Des professeurs victimes d'une vengeance et de manipulation
Parmi les auteures des dénonciations figurent des étudiantes qui ont eu plusieurs conflits d'ordre pédagogique avec les professeurs en question. La sacro-sainte "parole libérée" a-t-elle été motif à basse vengeance ?
Certains étudiants biberonnés au "gender studies" ont dénoncé une soi-disant omerta : les deux quinquagénaires "dominants" s'étaient donc, à leurs yeux, forcément rendus coupable de harcèlement moral et sexuel, puisqu'il y avait des victimes ! La justice leur a donné tort. Plutôt qu'une omerta, on a affaire ici à une probable vendetta personnelle. Une manipulation due au conditionnement des discours radicaux qui relèvent de la théorie du genre : culpabiliser les mâles blancs de plus de 50 ans.
Ce fiasco met aussi en lumière une forme de lâcheté de la part de la direction de l'université du Mirail qui a hurlé avec les loups, quand ces professeurs auraient eu besoin d'une enquête interne, à charge et à décharge.
Ainsi, plusieurs éléments sonnant faux dans ce dossier auraient pu être relevés. Les accusatrices dénonçaient un chantage au passage en master de la part des enseignants incriminés.
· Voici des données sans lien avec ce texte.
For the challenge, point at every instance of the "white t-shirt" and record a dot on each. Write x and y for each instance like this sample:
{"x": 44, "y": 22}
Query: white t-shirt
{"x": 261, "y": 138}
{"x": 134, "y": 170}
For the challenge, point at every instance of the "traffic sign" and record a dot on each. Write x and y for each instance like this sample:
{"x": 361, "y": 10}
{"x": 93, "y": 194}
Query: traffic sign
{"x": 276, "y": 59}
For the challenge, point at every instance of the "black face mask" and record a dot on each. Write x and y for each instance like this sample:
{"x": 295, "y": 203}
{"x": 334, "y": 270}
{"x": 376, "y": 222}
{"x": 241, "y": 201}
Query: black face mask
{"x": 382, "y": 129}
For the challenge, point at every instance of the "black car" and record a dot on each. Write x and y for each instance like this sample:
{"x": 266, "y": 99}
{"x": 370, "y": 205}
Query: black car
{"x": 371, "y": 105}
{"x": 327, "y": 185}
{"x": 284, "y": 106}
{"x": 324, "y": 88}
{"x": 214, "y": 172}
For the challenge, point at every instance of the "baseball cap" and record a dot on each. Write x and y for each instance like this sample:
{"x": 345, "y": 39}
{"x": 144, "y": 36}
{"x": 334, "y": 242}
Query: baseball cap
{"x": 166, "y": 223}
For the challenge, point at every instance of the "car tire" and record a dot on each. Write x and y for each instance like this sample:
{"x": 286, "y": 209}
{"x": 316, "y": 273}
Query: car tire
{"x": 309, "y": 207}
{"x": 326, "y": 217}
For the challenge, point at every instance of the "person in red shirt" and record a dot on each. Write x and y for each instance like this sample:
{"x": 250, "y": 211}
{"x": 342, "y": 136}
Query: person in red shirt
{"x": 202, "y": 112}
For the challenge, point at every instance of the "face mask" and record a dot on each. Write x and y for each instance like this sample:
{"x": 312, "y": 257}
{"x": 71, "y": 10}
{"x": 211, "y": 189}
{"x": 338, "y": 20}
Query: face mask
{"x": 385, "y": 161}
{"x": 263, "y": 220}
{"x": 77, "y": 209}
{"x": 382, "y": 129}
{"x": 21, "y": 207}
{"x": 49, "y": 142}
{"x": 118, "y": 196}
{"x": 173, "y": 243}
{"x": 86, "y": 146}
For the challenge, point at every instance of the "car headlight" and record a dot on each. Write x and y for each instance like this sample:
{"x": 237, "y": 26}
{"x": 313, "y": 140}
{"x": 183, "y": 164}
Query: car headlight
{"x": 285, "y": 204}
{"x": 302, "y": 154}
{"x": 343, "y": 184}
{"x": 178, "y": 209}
Or, ces enseignants de licence n'interviennent pas en master et ne sont pas dans les commissions d'admission ! "C'est fou que la fac puisse laisser passer ça, c'est tellement facile à vérifier" s'indigne le quinquagénaire. Lequel a reçu le soutien des trois-quarts des enseignants titulaires du département arts plastiques lors de l'enquête administrative.
Mais clouer au pilori ces deux profs n'aurait pas été possible sans une volonté de règlement de comptes, à l'intérieur même de l'UFR.
La fac a-t-elle acheté la paix sociale en sacrifiant les deux professeurs ?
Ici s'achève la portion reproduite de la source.